Celine: The copywriters on the payroll at Celine must have been working overtime when concocting the liner notes for Roberto Menichetti’s second collection for the house. What else could explain the strange block of verbiage? “A dash of audacity invades the clothes,” they read, while the palette was labeled a “dash of impertinence.” Well, some might call slightly overtweaked silhouettes in discordant colors audacious and impertinent. Others might prefer more direct terminology: unappealing, perhaps.
In all fairness, Menichetti’s fall collection was an improvement over that for spring. There was more than a hint of chic, salable clothing here. Among these looks were a black turtleneck embellished with pearls belted over trousers and a few simple crepe satin dresses and top-skirt combos with draped and pleated necklines. But often Menichetti seemed to feel the need to trick things up with high-cut tulip hems, ruched keyhole necklines and mismatched fur collars. And is there is a good reason to cut a gown in weighty double-faced cashmere? It’s tough to rationalize, especially when another dress in satin crepe looked just fine.

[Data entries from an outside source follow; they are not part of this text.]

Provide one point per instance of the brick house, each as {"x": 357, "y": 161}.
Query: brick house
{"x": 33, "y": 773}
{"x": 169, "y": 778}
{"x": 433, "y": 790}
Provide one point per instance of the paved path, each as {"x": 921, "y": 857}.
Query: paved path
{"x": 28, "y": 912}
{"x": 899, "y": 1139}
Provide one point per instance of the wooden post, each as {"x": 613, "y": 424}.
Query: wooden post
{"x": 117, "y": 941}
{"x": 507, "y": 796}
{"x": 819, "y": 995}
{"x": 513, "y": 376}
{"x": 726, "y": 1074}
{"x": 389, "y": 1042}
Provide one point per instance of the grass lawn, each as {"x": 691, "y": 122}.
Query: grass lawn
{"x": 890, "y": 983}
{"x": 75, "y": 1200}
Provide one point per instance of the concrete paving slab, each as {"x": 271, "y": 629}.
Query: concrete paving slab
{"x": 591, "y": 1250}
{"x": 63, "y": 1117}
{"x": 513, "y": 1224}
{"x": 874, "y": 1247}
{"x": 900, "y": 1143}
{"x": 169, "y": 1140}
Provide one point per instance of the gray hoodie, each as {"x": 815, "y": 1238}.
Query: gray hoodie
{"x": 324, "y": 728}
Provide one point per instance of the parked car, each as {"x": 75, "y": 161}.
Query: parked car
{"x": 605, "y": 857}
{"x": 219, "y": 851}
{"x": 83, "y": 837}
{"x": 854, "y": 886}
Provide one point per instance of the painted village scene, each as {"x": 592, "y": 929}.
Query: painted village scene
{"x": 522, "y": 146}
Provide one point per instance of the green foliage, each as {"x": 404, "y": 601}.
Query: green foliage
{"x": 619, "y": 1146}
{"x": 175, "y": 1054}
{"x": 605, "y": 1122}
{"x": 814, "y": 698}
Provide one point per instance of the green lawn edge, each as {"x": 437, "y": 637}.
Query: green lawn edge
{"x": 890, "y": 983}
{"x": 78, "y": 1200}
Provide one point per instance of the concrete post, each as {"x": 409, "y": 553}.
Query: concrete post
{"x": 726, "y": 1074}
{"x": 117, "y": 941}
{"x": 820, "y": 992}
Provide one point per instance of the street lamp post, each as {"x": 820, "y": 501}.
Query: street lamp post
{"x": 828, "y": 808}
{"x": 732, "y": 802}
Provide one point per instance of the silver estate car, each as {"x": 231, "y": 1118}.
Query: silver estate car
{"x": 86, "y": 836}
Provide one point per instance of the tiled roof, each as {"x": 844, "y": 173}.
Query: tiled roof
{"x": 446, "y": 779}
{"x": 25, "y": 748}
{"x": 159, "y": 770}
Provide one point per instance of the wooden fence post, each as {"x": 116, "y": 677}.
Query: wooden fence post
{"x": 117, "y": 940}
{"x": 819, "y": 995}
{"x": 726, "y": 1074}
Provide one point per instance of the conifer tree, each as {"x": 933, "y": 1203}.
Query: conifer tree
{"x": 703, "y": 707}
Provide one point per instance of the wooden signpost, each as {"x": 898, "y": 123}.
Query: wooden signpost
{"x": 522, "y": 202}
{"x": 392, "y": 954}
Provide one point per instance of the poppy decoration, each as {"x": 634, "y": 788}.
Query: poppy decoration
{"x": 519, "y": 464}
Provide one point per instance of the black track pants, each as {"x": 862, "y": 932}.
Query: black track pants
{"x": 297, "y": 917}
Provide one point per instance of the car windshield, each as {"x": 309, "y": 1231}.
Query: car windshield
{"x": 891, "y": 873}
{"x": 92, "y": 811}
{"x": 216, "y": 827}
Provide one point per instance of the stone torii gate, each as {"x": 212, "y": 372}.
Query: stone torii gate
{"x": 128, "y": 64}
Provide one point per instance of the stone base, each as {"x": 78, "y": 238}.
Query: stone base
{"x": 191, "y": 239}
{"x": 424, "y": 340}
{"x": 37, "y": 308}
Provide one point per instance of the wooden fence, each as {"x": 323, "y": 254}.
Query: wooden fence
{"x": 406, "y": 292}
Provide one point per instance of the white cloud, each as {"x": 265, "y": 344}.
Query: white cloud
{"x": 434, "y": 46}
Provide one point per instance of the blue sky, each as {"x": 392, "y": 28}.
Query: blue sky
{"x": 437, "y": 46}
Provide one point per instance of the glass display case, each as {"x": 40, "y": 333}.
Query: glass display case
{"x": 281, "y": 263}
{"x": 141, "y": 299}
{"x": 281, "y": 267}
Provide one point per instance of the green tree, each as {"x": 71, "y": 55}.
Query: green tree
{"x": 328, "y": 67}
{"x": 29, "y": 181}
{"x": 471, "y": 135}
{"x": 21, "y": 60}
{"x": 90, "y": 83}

Maybe next season, Menichetti should set aside the audacity and impertinence idea and focus on other words — pretty and luxurious come to mind.
Veronique Branquinho: Not taking yourself too seriously is a good thing — particularly for fashion designers. Veronique Branquinho proved that she is innocent of that crime by sending out her all-black-clad models for their final lap to the strains of “I Never Promised You a Rose Garden.” Wry smiles and “I get it” eyebrow lifts rippled through the crowd.

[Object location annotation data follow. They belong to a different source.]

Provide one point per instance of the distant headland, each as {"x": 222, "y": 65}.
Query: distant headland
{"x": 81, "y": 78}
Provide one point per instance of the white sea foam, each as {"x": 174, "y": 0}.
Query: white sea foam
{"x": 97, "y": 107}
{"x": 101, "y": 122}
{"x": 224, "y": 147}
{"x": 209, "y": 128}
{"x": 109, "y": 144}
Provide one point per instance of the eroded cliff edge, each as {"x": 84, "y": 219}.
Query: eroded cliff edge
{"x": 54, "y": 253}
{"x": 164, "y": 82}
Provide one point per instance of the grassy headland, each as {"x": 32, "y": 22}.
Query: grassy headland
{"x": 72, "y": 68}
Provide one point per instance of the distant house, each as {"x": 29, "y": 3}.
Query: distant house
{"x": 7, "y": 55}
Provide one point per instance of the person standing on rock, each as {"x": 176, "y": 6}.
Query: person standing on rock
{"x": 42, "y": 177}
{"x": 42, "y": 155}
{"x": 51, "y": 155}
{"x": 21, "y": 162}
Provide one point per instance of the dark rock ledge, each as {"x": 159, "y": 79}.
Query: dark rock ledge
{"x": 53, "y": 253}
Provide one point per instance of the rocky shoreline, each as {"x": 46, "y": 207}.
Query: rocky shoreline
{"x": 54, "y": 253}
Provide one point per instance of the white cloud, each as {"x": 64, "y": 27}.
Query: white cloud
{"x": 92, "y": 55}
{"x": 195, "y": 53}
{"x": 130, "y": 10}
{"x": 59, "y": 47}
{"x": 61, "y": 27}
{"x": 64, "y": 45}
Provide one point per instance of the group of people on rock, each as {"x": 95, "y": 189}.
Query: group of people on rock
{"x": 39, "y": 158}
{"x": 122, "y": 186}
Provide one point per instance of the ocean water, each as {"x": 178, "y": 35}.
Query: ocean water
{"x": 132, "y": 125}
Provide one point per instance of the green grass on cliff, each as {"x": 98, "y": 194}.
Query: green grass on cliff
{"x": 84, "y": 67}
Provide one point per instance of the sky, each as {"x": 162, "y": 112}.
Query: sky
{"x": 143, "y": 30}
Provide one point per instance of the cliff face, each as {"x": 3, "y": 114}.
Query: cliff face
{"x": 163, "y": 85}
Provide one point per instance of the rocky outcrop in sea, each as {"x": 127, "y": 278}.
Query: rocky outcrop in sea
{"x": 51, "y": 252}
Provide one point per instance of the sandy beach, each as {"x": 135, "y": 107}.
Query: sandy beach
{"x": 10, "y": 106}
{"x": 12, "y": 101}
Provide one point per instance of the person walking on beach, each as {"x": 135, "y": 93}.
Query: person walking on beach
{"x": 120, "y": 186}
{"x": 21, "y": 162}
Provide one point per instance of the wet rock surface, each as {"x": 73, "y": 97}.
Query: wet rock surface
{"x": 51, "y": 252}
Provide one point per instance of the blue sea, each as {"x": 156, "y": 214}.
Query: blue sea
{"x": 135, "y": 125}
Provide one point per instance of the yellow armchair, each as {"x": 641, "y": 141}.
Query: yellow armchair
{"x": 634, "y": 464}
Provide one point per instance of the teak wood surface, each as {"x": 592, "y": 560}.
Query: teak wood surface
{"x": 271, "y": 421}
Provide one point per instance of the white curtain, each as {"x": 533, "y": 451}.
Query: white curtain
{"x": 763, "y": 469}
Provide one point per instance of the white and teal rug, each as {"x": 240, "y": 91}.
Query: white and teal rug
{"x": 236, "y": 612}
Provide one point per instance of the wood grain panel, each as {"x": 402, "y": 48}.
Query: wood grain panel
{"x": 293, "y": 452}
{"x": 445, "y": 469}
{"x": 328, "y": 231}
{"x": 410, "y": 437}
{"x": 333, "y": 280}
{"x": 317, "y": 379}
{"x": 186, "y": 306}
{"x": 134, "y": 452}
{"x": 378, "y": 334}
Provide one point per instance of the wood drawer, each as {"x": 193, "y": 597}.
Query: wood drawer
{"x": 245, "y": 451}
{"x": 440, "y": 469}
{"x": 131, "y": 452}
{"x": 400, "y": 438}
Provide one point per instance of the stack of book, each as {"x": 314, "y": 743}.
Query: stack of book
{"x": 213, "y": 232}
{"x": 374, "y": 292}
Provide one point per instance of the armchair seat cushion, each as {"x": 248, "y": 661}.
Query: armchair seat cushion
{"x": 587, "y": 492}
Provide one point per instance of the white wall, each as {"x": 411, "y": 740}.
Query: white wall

But while that tidbit of wit was good for a laugh, Branquinho has no reason to issue her musical apologia. Her fall collection may not be the inspirational fodder for editorial stylists, but her monotoned textured knits, slim silk dresses, great tailored cashmere coats and chic trompe l’oeil culottes-cum-pleated skirts have just enough well-designed detail to turn heads at Barneys. In other words, clothes with commercial clout.
Loewe: Jose Enrique Ona Selfa’s straightforward, luxurious collection was completed with a smattering of confident suede confections that drew on the house’s leather heritage. Since joining this LVMH-owned house a couple of years ago, Ona Selfa has shown an aptitude for zeroing in on the mood of the moment and mixing it into a comprehensive whole. His silhouette was easy and sporty: short pants paired with little jackets with hippie details, satin dresses with twisting hems and drop-shoulder sweaters. Thin blue stripes and an abstract red floral print gave his palette of mostly beige and white some zip. Fur trim abounded on jackets and knitwear. But best were his coats embroidered with a rich military motif. Though it lacked dazzling pyrotechnics, it was a well-rounded effort.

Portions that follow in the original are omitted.